Strategic Pattern: “Offline-First”. The Repository always returns data from the local database (fast) and updates from the network in the background.
🔄 Reactive Data Flow
The modern Model is not passive (“give me data”). It is Reactive (“here are data updates”).
interface StockRepository {
// ❌ Imperative (Pull)
suspend fun getStock(): Int
// ✅ Reactive (Push)
fun getStockStream(): Flow<Int>
}
By exposing a Flow, the Model informs the ViewModel of changes in real-time (e.g., a push notification arrived, or another process updated the DB), and the UI updates “for free”.
🛡️ Rich Model vs Anemic Model
Anemic Model (Common Anti-pattern)
Empty data classes and all logic in “Manager Classes” or ViewModels.

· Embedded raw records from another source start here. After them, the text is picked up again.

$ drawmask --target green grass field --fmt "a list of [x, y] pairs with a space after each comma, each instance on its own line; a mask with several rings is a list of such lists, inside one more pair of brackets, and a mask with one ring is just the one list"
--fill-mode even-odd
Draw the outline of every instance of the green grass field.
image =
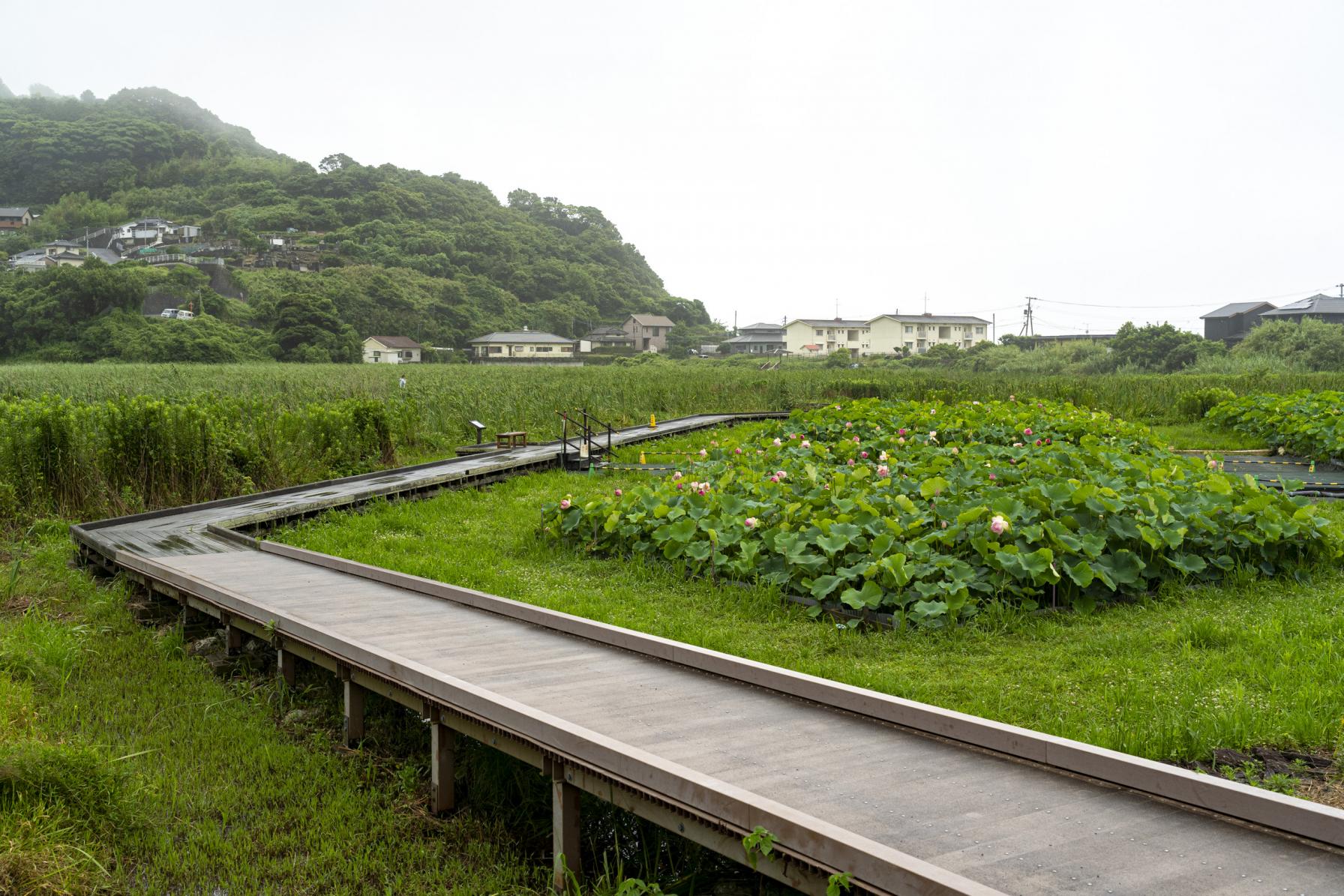
[[329, 676], [212, 674], [69, 557], [63, 527], [0, 548], [0, 892], [544, 889], [497, 821], [426, 814], [399, 713], [339, 748]]
[[837, 630], [770, 590], [536, 537], [543, 502], [638, 476], [530, 476], [273, 537], [1153, 759], [1344, 739], [1341, 572], [1169, 588], [1090, 615], [991, 607], [938, 633]]

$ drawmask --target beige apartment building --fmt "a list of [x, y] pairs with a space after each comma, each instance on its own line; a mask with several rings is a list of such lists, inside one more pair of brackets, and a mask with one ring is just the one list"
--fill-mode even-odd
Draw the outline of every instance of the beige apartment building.
[[798, 357], [825, 357], [841, 348], [859, 357], [868, 355], [868, 321], [800, 317], [784, 325], [784, 340]]
[[966, 349], [989, 340], [989, 321], [966, 314], [879, 314], [870, 321], [800, 317], [789, 321], [785, 341], [797, 357], [825, 357], [844, 349], [864, 355], [923, 355], [934, 345]]
[[868, 328], [870, 355], [923, 355], [934, 345], [966, 349], [989, 340], [989, 321], [965, 314], [879, 314]]

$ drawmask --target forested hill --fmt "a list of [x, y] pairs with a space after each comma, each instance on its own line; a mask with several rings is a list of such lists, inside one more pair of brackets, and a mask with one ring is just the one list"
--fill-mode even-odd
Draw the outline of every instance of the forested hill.
[[[347, 360], [375, 332], [457, 347], [521, 325], [573, 336], [629, 313], [708, 324], [703, 305], [669, 296], [597, 208], [524, 189], [501, 204], [456, 173], [362, 165], [339, 153], [314, 169], [153, 87], [108, 99], [0, 98], [0, 206], [40, 212], [38, 224], [0, 236], [3, 254], [141, 216], [202, 224], [245, 253], [262, 249], [261, 234], [297, 231], [323, 253], [324, 270], [237, 270], [233, 285], [246, 302], [199, 297], [219, 326], [251, 330], [223, 333], [237, 343], [224, 357]], [[180, 349], [152, 348], [161, 334], [144, 328], [157, 321], [130, 320], [140, 317], [136, 297], [187, 296], [203, 278], [122, 262], [97, 273], [126, 281], [121, 298], [93, 302], [91, 312], [116, 320], [60, 318], [62, 296], [87, 292], [81, 273], [0, 273], [0, 357], [171, 360]], [[288, 325], [296, 316], [302, 325]]]

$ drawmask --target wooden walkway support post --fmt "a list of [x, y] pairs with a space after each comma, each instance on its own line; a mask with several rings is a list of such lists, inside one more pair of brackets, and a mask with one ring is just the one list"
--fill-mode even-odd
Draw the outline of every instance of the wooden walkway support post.
[[276, 650], [276, 672], [280, 677], [285, 680], [285, 684], [290, 688], [294, 686], [294, 673], [298, 672], [298, 657], [296, 657], [289, 650], [280, 647]]
[[364, 739], [364, 689], [351, 678], [349, 666], [340, 668], [340, 680], [345, 690], [345, 746], [353, 747]]
[[429, 711], [429, 810], [442, 815], [453, 810], [457, 732], [444, 724], [438, 707]]
[[552, 888], [564, 893], [566, 879], [579, 879], [579, 789], [567, 776], [574, 772], [562, 763], [551, 766], [551, 853], [555, 862]]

data class Cart(val items: MutableList<Item>) // Just data
class CartManager {
fun calculateTotal(cart: Cart): Double { ... } // Separated logic
}
Rich Model (DDD Style)
Objects contain data AND behavior.
data class Cart(private val _items: MutableList<Item>) {
val total: Double
get() = _items.sumOf { it.price }
fun addItem(item: Item) {
if (item.isExpired) throw DomainException("Item expired")
_items.add(item)
}
}
The Rich Model is superior because it encapsulates invariants. It is impossible to put a Cart in an invalid state if the object itself validates its operations.
🎯 Conclusion
The Model is the heart of your application. If the Model is solid, you can change the UI from XML to Compose, or change the dependency injection framework, and your application will still work correctly. Treat it with the respect it deserves.